Le regard évolutif de l’artiste
Cette approche théorique sur la vie matérielle des œuvres trouve un écho particulièrement concret dans l’expérience intime des créateurs. Le rapport au temps et à la perception modifie profondément la manière dont un artiste appréhende son propre travail, ouvrant la voie à de multiples réinterprétations psychologiques et formelles.
« Le tableau, c’est comme quelqu’un, on a quelquefois l’impression de ne pas l’avoir complètement enregistré, qu’on peut toujours en dire quelque chose de plus. Pour lui donner un reflet dans ce qu’est l’œuvre d’art, ça peut être long.

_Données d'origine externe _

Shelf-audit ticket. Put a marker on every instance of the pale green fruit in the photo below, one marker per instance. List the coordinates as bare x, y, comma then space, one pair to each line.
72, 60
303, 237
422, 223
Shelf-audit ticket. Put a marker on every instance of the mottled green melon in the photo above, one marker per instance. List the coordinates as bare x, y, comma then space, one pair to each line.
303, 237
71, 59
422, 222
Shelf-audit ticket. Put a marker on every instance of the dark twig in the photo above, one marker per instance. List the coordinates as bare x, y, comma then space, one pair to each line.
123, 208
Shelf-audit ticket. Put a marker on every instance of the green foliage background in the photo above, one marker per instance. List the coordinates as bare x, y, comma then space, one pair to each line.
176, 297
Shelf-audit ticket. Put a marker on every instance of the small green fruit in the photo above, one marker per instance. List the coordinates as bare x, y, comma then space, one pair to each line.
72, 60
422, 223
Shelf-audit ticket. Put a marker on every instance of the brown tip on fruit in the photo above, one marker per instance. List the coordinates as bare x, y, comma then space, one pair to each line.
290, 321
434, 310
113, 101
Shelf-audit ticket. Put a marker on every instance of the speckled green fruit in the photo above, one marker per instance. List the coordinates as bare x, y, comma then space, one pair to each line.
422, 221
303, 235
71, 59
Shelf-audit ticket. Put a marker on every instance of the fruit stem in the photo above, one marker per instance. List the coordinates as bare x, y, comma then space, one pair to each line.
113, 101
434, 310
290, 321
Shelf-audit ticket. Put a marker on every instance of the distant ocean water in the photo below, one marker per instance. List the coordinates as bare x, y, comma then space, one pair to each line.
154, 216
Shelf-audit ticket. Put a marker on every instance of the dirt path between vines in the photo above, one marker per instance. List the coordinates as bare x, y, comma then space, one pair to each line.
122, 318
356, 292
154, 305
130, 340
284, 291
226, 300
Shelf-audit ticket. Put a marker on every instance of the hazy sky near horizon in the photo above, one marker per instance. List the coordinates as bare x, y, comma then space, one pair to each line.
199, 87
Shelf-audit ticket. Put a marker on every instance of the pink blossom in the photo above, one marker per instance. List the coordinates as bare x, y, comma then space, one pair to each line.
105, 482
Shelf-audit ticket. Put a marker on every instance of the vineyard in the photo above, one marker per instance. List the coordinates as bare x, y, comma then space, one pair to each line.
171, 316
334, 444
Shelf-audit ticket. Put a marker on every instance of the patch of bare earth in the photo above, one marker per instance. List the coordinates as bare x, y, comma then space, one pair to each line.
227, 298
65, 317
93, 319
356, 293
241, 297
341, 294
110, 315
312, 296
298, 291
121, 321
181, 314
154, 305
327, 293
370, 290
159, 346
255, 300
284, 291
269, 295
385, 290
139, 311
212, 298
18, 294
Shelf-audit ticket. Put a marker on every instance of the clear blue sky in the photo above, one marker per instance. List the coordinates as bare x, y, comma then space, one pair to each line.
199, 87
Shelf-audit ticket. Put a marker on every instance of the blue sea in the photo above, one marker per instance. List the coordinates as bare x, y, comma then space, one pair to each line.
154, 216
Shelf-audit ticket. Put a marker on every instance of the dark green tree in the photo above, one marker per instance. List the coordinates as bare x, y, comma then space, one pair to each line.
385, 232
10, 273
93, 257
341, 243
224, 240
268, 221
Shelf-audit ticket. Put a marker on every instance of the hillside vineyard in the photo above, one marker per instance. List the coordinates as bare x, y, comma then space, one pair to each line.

D’où mon désir de revenir dessus, de réécrire, de comprendre mieux, de regarder différemment, de comprendre peut-être moins bien. Avec un autre regard, c’est cela. On pense que l’image est la même, mais le regard qu’on porte sur elle n’est pas le même. Comme ce regard évolue avec le temps, comme il est différent, c’est là que ça perturbe. C’est là qu’il faut soit prendre l’option d’aller au plus près de la chose qui est inscrite, soit d’aller à la découverte de quelque chose qui est en-dessous, en-dessous de cette image là et qui nous échappe parce qu’on est jamais au même endroit pour l’observer », a expliqué Jean-Luc Blanc, artiste dont les œuvres sont présentées au Plateau.
Cette analyse souligne à quel point l’acquisition par un musée n’est qu’une étape. Les tâtonnements propres à la pratique en atelier continuent de hanter les créateurs, remettant en question la notion même d’achèvement.
Une programmation jeune public et hors les murs
En parallèle de cette réflexion centrale, le Frac Île-de-France déploie une riche programmation d’ateliers pour le jeune public, prévue de mars à juillet 2026. Des visites guidées gratuites sont organisées chaque week-end à 17h. Des ateliers spécifiques jalonneront le printemps : « Expo-trotter » (1 à 3 ans) le samedi 28 mars, « Doudous visites » (3 à 5 ans) le mercredi 1er avril, ou encore « Familles d’artistes » (6 à 12 ans) le samedi 4 avril.
L’institution s’exporte également à travers une dynamique « Hors les murs », tissant un maillage culturel sur le territoire francilien. Parmi les temps forts, l’exposition « Il se fait jour, Les Temps d’art -Vol. 15 » s’installera au Château de Rentilly du 21 mars au 19 juillet 2026, avec un vernissage prévu le samedi 21 mars à 15h. Le public y sera invité à reproduire le geste de modification par le biais de pochoirs, en écho au vol d’une toile de Pierre Bonnard en 1965. D’autres partenariats enrichissent cette offre : le Conservatoire Les Lilas-Romainville accueille « Bandes originales » jusqu’au 27 mai, et le Centre culturel Isadora Duncan d’Igny proposera « Mirer Gauguin » du 1er au 18 avril. Au sein même du Plateau, l’espace Project Room accueille Ruoxi Jin jusqu’au 22 mars, avant de laisser place aux œuvres de Lucile Boutin, du 26 mars au 3 mai.